Manchester, CT
7 days ago
Patient Access Associate

POSITION SUMMARY:

The Patient Access Associate performs registration of inpatients and outpatients, chooses the correct Medical Record and obtains accurate demographic and financial data.  Establishes patient account for the purpose of producing a timely and accurate bill and an accurate medical record. Verifies insurance, and refers self-pay patients to the Financial Counselor. Identifies and collects time of service dollars.

 

EDUCATION/CERTIFICATION

A High School degree or GED equivalent is required.

 

EXPERIENCE

Should have a basic familiarity with the use of personal computers and keyboards, some basic skill in Microsoft Word and Outlook is desirable but not required.. Knowledge of medical insurance is helpful.

 

COMPETENCIES

Able to multi task.  Exemplary Customer Service and English communication skills are a must.

 

ESSENTIAL DUTIES and RESPONSIBILITIES:

Disclaimer: Job descriptions are not intended, nor should they be construed to be, exhaustive lists of all responsibilities, skills, efforts or working conditions associated with the job.  They are intended to be accurate reflections of the principal duties and responsibilities of this position.  These responsibilities and competencies listed below may change from time to time.

 

 

          Job-Specific Competency

1.      Accurately establishes patient account in a timely fashion, eliminating duplication of medical record numbers by linking the correct patient and Unit number.

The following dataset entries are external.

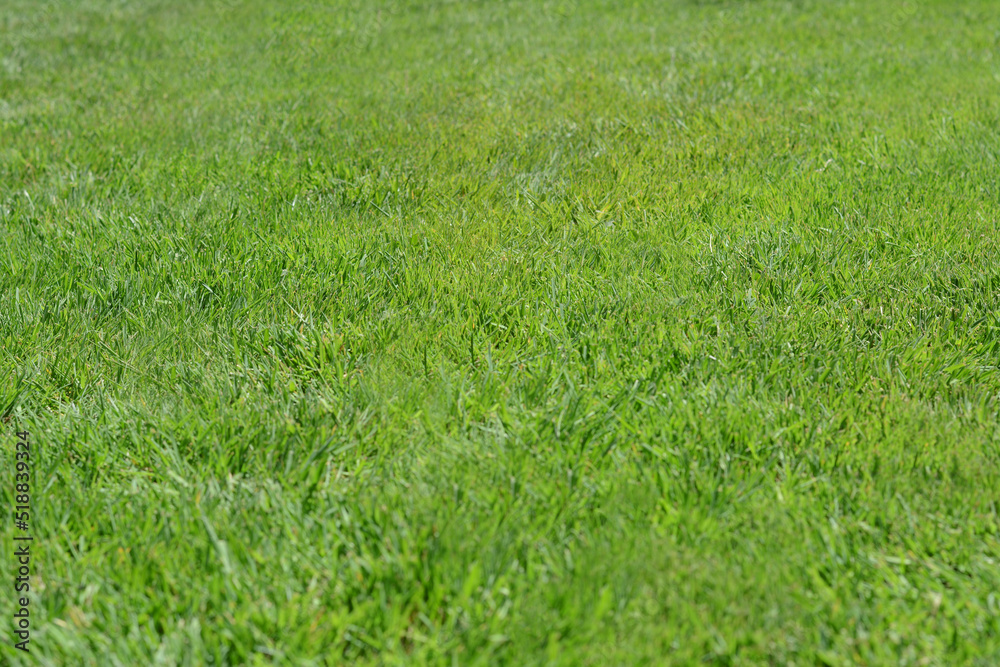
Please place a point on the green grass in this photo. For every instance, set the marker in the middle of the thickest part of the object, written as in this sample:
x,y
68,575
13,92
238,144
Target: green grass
x,y
503,333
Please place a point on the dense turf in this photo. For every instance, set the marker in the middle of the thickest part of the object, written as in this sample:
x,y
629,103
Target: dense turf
x,y
503,332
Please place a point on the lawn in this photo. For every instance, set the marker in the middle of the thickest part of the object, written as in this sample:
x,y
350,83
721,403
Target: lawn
x,y
502,333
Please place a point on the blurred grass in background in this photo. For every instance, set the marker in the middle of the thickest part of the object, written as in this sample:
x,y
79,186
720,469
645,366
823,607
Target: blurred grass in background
x,y
503,332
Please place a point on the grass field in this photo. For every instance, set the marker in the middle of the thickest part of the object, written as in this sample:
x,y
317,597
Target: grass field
x,y
502,333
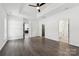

2.      Completes demographic and financial information accurately in conjunction with Patient Access Department expectations while accurately determining the appropriate flow type in the Admissions registration system.

3.      Obtains signature on authorization form for all types of registrations including Observations and Inpatients and explains all components of the form to the person signing.

4.      Completes registration process by producing registration form, admission plate and bracelet for registrant based on registration type.

5.      Completes registration by assigning the correct physician(s), admit source and admit priority, as well as HIPAA specific information as evaluated through the auditing process.

6.      Operates department specific equipment such as fax, copier, printer, addressograph and credit/debit machine.

          Job-Specific Competency – Cont'd

7.      Pre-registers patients for scheduled appointments by responding to pre-registration phone promptly, returning messages in a timely fashion, printing scheduled lists and initiating phone calls as evidenced by weekly audits.

8.      Accurately performs the discharge function by entering an accurate diagnosis, disposition, referring out physician, discharge time, including time seen by triage, time placed in room, and time see by physician.

9.      Releases Emergency Department records to the coding vendor via FedEX to establish a 24 to 48 hr turnaround.

10.  Reconciles charges for the ED professional and facility component provided to ECHN by the coding vendor and closes out month without delay.

11.  Reports discrepancies and/or issues immediately to the Manager of Patient Access such as accumulative missing records as evidenced by the weekly suspend report and works collaboratively with the Vendor, HIM, ED/PC physicians and nursing to resolve.

12.  Creates a spreadsheet of missing charges and works collaboratively with the Coding Vendor to resolve issues of records held for review to insure a timely turnaround of charges.